En effet, comme le laisse entendre Maryse, les sensations de l’accouchement ne sont certes pas agréables, mais elles n’iront pas au-delà de ce qui est supportable et les vivre pleinement aura pour effet de faciliter l’accouchement et l’issue de celui-ci : la rencontre avec un bébé qui sera bien éveillé, car il ne sera pas assommé par la médication. Elle hésite à utiliser le terme « douleur », car elle ne considère pas que cela reflète bien la réalité, mais plutôt un manque dans notre vocabulaire pour exprimer une telle puissance du corps. Maryse aussi utilise donc les vagues un peu à la façon des anglophones, comme la sage-femme Ina May Gaskin (2012), qui disent rushes plutôt que contractions comme analogie pour parler des contractions et de la « douleur » vécue :

De la douleur?! Ben c’est parce que c’est quelque chose qu’on vit juste à l’accouchement. C’est vraiment une douleur ou on peut nommer ça autrement? Je ne sais pas. C’est que le mot douleur, c’est ce mot qui existe dans notre vocabulaire pour exprimer ce qui se passe là. Si on peut parler en images, là je parlerais d’un […] ouragan, et tu es sur un petit bateau et des fois tu as des super grosses vagues, tu te dis : « Mon dieu!! Ça y’est, je vais chavirer!! » Bien non, tu tiens la barre et comme ça fait déjà 12 heures que tu tiens la barre, tu es fatiguée et tu te demandes si celle-là tu vas passer au travers et tu les prends l’une après l’autre. À un moment donné, ça devient super intense, tu trembles, tu es sur l’adrénaline, tu ne sais pas si oui ou non, ça pousse et finalement oups, ça y’est! Et là tu attends, et ça revient, et à moment donné, ça devient calme. Le gros soleil. Tu as ton bébé dans tes bras. C’est comme ça que je le vois. (Maryse)

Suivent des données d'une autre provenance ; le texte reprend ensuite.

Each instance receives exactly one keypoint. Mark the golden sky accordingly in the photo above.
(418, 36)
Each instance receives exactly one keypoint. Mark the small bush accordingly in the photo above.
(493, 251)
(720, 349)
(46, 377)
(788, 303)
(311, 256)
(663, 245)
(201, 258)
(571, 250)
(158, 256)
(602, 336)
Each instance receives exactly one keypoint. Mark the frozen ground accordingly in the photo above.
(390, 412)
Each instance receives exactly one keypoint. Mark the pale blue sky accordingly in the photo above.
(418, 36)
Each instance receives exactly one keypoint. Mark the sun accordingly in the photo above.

71 Dominique ne s’aventure pas trop à parler de la douleur en des termes crus, elle utilise plutôt les propos d’Isabelle Brabant (1987) parus dans son article Ne touchez pas à ma douleur : « Mon corps fait vraiment son travail. Et, je me souviens, à l’accouchement de Juliette […], j’avais lu Isabelle Brabant… je me répétais tout le temps “Touchez pas à ma douleur!”, “Touchez pas à ma douleur!” […] Et je le sais que c’est une vague, que ça va, ça revient, et j’adore accoucher, j’aime ça moi accoucher. » (Dominique) Pour Dominique, tout comme l’a dit Maryse précédemment, les contractions sont des vagues qui viennent et qui repartent. L’important pour ces femmes semble être de se sortir de leur tête pour vivre les sensations dans leur corps et leur laisser faire leur travail. La comparaison du travail d’accouchement avec des vagues, des sensations liées à l’eau, mais pouvant être extrêmement intenses me semble révélatrice de la façon de concevoir les contractions comme naturelles, mais pouvant autant être productrices que destructrices, selon la façon dont la mère les perçoit.